Cultivating Creativity

Tuesday, October 1 2019

A colleague once asked if I considered myself a creative person. My immediate response: “Absolutely not!” I thought about the wildly imaginative individuals in my workplace, many of whom annoyed me with their half-baked ideas, and concluded that I was just the boring “get it done” leader.

Over time I became more confident in my creativity and I have since learned that while certain environments stifle creativity, others nurture it.

Sometimes as leaders we have great intentions, but our impact is the opposite of what we want. Consider how these two factors, challenging goals and delegating, can be double-edged swords boosting or crushing creativity and positive engagement:

Challenging goals

I know a number of leaders who love setting “big hairy audacious goals” (BHAGs), expecting their followers to rise to the challenge. Other leaders will never set tough goals because they are worried their teams will find them unattainable.

Which works best? Depends on the employees; each person will have their own unique reaction. One of the best techniques to address this issue is to involve your team in the process of creating goals. Talk to each individual – talk about your intentions, and then enquire about their thoughts. What sounds exciting to one person may be intimidating for another and seem downright reckless to someone else. Ask open-ended questions to get their feedback, and stimulate their creativity.

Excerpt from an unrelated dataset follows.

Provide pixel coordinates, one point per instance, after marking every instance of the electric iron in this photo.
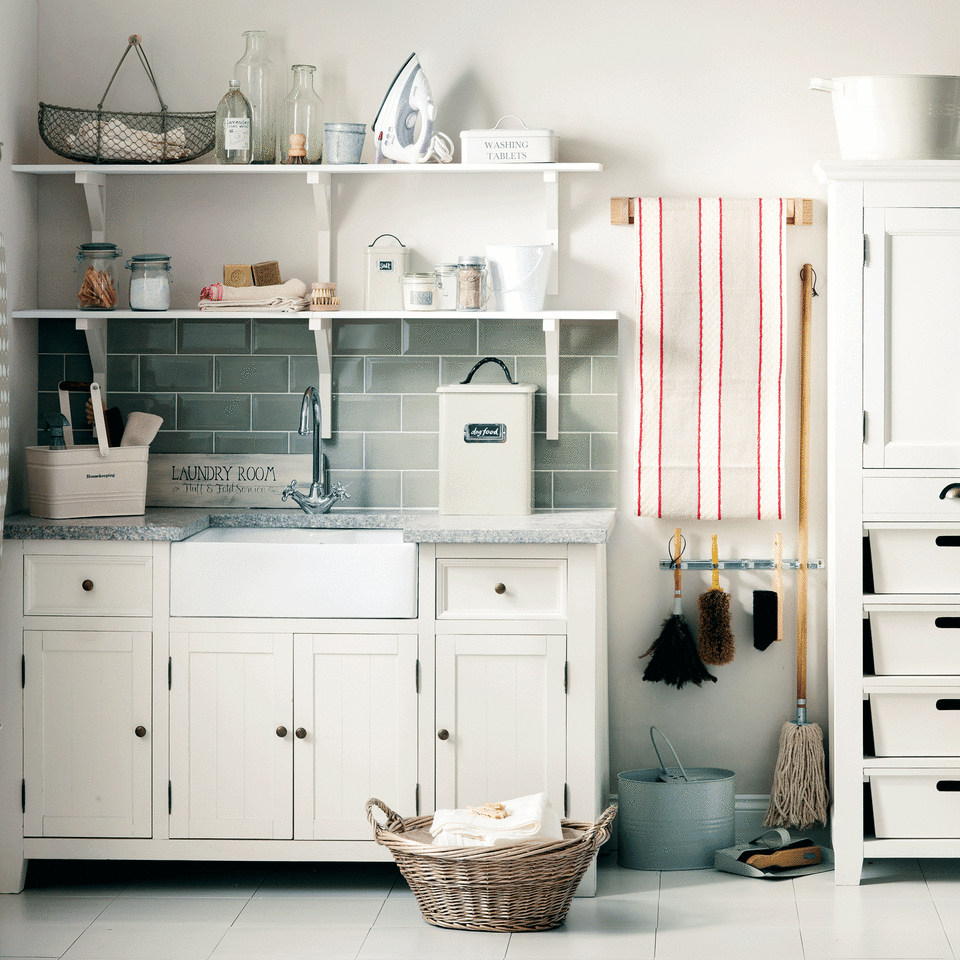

Delegation is one of the most powerful tools in our leadership toolbox. Done well, delegating a new task to an employee can make their day and boost their excitement. Delegation builds the employee’s skills, increasing the capacity of your entire team, while freeing you to focus on your most important and challenging tasks.

However, done poorly, it can kill morale and creativity, destroying what you hoped to achieve. Similar to BHAGs, ineffective delegation has the potential to overwhelm. Choose wisely those tasks that will motivate an employee, and then support them appropriately. Assess how to support your team member based on their current level of competence, as well as their personality, and needs. While we don’t want to be accused of micromanagement neither should we be neglectful or irresponsible.

How do you know how you are doing? Results can be measured, but the only way to assess morale is to ask and then listen! Perhaps it’s time to ask your team how they feel about their level of creativity. Where would they like to be more creative? What can you do to help them? It comes down to open and honest communication. Use your next coaching meeting to cultivate an environment of imagination and possibility!